Loaded with chocolate, these delicious cupcakes are a can't-miss treat everyone will love!
One of the first recipes I ever made was Cocoa Fudge Cake from Betty Crocker’s NEW Boys and Girls Cookbook. My parents were out celebrating their anniversary, and I was home with the babysitter. While she was watching television, I snuck into the kitchen to bake a chocolate cake.
I left the cake on the counter for Mom and Dad to discover when they came home. They pretended not to notice that it was like a hockey puck. But my love for cooking was born. And all these years later, baking is still how I tell the people in my life that I care.
I loved reading my cookbook and would dream of what I would make next. It gave detailed instructions and was super easy to follow.
I still sit and read cookbooks for fun. Looking over my tattered and torn cookbook, I decided to revisit that cake and give it a new twist. Cocoa Fudge Cake became Chocolate Truffle Cupcakes. It is decadent chocolate cake filled with chocolate truffle ganache and topped with chocolate buttercream frosting.
Make the chocolate cake from scratch or use Betty Crocker’s Milk Chocolate Cake Mix.
Place 1/3 cup batter into lined cupcake tins. Bake for 25 minutes or until a toothpick inserted in the center comes out clean.
For ganache, mix together cream, chocolate chips and chocolate liqueur in a medium saucepan over medium-high heat. Refrigerate 1 hour.

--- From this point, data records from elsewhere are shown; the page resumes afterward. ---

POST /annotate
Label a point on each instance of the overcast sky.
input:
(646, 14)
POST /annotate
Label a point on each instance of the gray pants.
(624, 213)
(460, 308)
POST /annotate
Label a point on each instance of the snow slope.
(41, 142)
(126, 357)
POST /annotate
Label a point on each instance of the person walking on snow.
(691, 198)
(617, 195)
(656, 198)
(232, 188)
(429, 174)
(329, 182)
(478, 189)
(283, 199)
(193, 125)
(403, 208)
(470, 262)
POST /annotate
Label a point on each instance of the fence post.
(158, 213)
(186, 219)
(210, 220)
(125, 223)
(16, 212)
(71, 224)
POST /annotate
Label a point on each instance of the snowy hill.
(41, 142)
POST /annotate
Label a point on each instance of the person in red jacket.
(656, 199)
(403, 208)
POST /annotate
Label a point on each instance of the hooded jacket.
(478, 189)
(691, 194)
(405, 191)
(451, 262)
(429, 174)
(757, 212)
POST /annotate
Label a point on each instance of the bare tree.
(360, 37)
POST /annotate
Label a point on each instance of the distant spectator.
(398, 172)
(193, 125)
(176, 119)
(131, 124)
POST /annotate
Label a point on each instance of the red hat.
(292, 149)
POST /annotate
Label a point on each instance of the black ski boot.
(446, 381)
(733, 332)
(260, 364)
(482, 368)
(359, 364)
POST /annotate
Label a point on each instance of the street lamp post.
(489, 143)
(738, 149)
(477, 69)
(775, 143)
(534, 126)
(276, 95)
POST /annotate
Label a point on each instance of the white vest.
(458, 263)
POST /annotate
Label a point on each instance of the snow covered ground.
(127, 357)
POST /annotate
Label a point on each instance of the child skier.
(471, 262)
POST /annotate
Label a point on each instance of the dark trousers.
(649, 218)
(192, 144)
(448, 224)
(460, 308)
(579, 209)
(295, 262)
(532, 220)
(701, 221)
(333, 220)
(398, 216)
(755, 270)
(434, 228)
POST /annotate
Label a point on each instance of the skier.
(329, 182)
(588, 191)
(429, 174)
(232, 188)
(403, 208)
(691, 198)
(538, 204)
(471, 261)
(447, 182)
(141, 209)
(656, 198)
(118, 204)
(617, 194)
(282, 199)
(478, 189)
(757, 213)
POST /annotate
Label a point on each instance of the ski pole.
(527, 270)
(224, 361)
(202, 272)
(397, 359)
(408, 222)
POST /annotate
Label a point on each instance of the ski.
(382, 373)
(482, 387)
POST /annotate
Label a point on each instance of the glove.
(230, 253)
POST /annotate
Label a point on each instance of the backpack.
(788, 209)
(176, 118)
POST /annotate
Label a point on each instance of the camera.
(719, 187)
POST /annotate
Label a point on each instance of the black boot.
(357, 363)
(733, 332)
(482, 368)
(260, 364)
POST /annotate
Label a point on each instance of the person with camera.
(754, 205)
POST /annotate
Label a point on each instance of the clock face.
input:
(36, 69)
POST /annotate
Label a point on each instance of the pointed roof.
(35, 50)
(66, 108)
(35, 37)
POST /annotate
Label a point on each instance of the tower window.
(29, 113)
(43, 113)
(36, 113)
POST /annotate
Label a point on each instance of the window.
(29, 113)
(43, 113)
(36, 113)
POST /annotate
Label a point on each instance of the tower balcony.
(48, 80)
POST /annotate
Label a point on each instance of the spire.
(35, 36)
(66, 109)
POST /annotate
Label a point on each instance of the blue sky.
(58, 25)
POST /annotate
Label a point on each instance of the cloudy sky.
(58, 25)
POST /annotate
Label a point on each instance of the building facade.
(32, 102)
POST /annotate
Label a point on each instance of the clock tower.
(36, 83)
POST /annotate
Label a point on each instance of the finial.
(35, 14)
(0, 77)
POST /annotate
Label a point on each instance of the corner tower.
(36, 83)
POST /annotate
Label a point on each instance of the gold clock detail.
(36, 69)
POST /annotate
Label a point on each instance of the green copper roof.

Use a small ice cream scoop to scoop out a small ball of the cupcake from the center.
Place a small scoop of the chocolate ganache in the center.
Using a standing or hand mixer, mix together the buttercream frosting. Place the frosting in a pastry bag fitted with a #1M or #2D tip. Place the bag inside a tall glass to make filling it easier.
Place a large dollop in the center and then circle around twice to form a rose.
This new cupcake will be a treat to chocolate lovers!